Slowly Changing Facts

I had a design challenge on a project a while back where I needed to be able to capture versions of the fact table data and allow the users to analyze the facts as they looked at a chosen point in time.  Sales analyses needed to reflect original amounts (as the fact originally looked), but all other analyses needed to reflect actual fact amounts (which commonly got overwritten with updates from the collection process).  This was further complicated by the fact that the source system was a hosted solution and the vendor was incapable of providing incremental extracts (legacy system of course).  So we simply got a full dump of history every night.  This was a tough one.



So as I started to design a solution, I looked for examples and came across an excellent resource from the masters at the Kimball Group.  In their book "The Kimball Group Reader", article 10.22 (Design Tip in the link below) they describe a similar design challenge that ultimately helped me deliver a solution.  Their design tip focuses on making a DW ready for a Compliance audit. Here's a link to the tip and a picture of their design.  I highly recommend the book too, as it covers a ton of interesting dimensional design challenges and how they've solved them over the years.  It's a collection of their design tips, but also includes updates and additional content, so definitely worth a read.


So the way the solution works is that the fact table changes are simply treated like SCD type 2 changes that are commonly used with dimension processing. Add a Start and End Effective Date to each row to track the versions and allow point-in-time analysis. Also, in addition to what the Kimball model shows, I ended up using a currentFlag to make it easier for my client to filter out history (similar to how one would do on a dimension with history).

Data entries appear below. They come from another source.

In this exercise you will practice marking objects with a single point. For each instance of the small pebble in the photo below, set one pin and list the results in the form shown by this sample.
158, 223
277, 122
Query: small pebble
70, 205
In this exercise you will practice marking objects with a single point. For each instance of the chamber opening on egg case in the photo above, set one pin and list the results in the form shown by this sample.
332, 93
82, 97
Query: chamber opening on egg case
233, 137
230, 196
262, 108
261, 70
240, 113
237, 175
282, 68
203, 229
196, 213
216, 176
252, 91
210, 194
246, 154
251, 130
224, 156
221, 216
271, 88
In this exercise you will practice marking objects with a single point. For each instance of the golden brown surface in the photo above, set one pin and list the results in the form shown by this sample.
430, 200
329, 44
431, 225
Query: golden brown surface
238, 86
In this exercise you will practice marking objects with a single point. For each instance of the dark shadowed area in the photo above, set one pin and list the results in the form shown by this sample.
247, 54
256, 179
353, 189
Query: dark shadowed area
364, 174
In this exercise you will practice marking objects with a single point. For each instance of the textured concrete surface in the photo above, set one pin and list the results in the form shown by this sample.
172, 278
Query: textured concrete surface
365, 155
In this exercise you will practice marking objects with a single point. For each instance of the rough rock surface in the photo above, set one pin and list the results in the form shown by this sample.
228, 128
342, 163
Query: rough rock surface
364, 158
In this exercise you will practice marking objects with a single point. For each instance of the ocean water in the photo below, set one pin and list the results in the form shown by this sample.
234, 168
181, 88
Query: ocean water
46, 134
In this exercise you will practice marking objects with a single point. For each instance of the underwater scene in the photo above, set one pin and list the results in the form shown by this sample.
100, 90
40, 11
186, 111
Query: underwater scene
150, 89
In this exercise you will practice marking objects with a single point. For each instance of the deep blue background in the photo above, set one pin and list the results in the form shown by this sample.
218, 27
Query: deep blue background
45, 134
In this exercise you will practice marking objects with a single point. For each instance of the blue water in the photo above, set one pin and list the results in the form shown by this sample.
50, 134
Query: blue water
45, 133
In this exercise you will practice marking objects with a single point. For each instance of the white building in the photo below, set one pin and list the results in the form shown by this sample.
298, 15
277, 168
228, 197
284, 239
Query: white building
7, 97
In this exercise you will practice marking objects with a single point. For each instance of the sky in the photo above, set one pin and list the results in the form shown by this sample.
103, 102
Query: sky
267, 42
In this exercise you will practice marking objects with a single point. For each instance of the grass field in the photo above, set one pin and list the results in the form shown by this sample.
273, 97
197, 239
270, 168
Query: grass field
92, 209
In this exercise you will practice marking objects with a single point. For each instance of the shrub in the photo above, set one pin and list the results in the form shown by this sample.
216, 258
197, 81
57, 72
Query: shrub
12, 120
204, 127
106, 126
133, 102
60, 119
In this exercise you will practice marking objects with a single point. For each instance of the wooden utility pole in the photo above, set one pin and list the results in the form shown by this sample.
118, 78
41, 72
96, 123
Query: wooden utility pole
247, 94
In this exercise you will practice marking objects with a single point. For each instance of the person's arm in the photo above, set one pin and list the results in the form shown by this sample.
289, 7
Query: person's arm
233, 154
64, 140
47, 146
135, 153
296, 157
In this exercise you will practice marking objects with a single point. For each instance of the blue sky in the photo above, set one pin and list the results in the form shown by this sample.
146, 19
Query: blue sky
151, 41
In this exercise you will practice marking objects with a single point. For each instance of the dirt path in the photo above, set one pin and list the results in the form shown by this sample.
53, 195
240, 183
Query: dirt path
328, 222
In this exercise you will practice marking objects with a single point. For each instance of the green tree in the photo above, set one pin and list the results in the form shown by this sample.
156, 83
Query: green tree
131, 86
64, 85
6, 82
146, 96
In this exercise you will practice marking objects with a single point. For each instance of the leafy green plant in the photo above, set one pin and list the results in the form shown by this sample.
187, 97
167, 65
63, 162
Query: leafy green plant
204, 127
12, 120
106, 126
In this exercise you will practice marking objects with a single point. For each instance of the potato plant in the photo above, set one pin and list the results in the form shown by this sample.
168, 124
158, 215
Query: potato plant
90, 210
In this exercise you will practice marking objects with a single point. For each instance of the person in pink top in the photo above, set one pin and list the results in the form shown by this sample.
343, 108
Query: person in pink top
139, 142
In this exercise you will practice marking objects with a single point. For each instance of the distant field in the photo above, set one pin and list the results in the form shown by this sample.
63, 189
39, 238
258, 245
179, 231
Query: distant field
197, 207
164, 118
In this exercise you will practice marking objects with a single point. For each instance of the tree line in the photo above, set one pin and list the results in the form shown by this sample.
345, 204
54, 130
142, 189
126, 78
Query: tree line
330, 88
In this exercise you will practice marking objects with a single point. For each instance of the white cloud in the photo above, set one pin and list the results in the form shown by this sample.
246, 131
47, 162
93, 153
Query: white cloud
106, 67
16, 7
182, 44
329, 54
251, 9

With historical fact changes handled, let's focus on dimension changes.  In this case, the complication is that typically an SCD2 change in a dimension spawns a new surrogate key for the dimension row.  And that key would need to be embedded in the fact table as a foreign key.  But what if the fact row didn't have a change?  You would need to create a new fact row with the new dimension surrogate key to keep the relationship intact.  Obviously, that would cause some serious growth in your fact table.  Row splits without much benefit. 
Fortunately, that approach isn't necessary.  The Kimball article lays out a dimension design where you keep the same surrogate key on each Type 2 dimension row, but manage the End Dates appropriately. Equivalent of assigning a DW surrogate key for the master entity (not each SCD2 row) to replace the business key. Then use that master key, in combination with the End Effective Date, to define a unique row (or PK on the table). 
The reality with this approach is that you have a many-to-many between the fact table and the dimension on the dimension master key.  So when querying the dimension and fact table, you must force your query/anlaysis tools to choose a "version" or as-of date that falls between the dimension effective dates.  This allows you to avoid bringing back all combinations and resulting in overstated measurements. Makes the ETL and the presentation layer a bit more challenging, but avoids the fact table headaches that would have resulted from the row splitting approach.
Hope that is helpful.  I'll write more about the challenges of dealing with a hosted legacy system that can't provide incrementals in another post.  That was a fun one.